Businesses are being put off from setting up in many parts of Mayo due to poor mobile coverage, argues councillor
Edwin McGreal
Businesses are being put off from setting up in many parts of Mayo due to poor mobile and broadband coverage.
That’s the view of Cllr Michael Kilcoyne, the Chairperson of Mayo County Council’s Economic Development and Enterprise Support Strategic Policy Committee.
In his capacity as chair of that committee, Cllr Kilcoyne wrote to the Communications Regulator to highlight the lack of progress in addressing this problem.
“It’s not good for a county like Mayo, trying to get investment into it. It should be a priority but we are being neglected,” he told The Mayo News.
“It’s affecting a lot of areas. Castlebar, Tourmakeady, Partry, large parts of south Mayo, Newport and a lot more pockets of the county. Mobile and broadband signals are getting a lot worse.”
In the letter to the Communications Regulator, Cllr Kilcoyne expresses his ‘disappointment at the lack of responses from a variety of mobile phone service providers to previous correspondence in relation to areas of poor coverage and a perceived deterioration in quality of service’.

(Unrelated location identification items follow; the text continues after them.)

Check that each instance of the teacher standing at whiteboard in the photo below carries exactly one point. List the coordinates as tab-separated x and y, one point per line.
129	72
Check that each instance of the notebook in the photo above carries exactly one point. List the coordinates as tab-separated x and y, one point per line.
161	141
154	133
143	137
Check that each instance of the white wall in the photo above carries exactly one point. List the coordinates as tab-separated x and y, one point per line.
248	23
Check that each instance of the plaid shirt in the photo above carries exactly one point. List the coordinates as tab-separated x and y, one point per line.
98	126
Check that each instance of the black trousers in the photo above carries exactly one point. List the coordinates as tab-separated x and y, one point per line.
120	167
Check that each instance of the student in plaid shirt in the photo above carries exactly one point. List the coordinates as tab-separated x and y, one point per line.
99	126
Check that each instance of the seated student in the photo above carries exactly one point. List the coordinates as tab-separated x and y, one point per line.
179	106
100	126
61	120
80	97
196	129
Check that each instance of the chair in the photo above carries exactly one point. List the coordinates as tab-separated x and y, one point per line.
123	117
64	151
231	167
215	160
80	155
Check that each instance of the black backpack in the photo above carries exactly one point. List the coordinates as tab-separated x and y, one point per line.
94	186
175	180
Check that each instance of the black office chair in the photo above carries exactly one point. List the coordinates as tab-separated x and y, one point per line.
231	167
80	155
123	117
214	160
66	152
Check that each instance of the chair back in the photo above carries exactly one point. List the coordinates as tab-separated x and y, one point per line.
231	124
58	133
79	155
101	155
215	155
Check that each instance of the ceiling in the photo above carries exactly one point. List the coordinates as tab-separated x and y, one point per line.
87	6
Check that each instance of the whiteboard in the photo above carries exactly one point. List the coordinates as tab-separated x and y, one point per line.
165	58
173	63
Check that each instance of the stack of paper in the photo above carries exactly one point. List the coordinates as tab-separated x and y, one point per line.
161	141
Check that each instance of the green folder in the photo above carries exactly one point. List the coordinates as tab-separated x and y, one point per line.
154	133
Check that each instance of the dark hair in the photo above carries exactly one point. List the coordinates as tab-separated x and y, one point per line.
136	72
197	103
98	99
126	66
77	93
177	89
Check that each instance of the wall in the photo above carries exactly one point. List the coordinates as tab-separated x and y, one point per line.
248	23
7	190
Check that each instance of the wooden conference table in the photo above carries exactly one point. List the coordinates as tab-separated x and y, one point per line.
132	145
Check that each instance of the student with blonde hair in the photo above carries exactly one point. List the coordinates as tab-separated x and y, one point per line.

The council wrote to service providers with a list of specific areas where there were signal issues.
Cllr Kilcoyne states that while there are no ‘universal service obligations’ attached to mobile phone licenses in Ireland, he considers it ‘entirely unacceptable that we are still awaiting any response from the service providers’.
Deterioration
“To further compound our dissatisfaction there are significant concerns that service quality has, in fact, deteriorated in the intervening period.
“It is unacceptable to us that there are major areas of extremely poor coverage and areas along our national primary road network that consistently result in call termination. In the context of our efforts to attract investment and retain existing levels of employment this is simply not good enough,” he wrote.
Cllr Kilcoyne told The Mayo News last night that the Economic SPC had hosted representatives from service providers last year.
“We ran into brick walls when we spoke with the mobile phone and broadband companies. We had the operators in last year and we may as well have been talking to Santa Claus,” he said.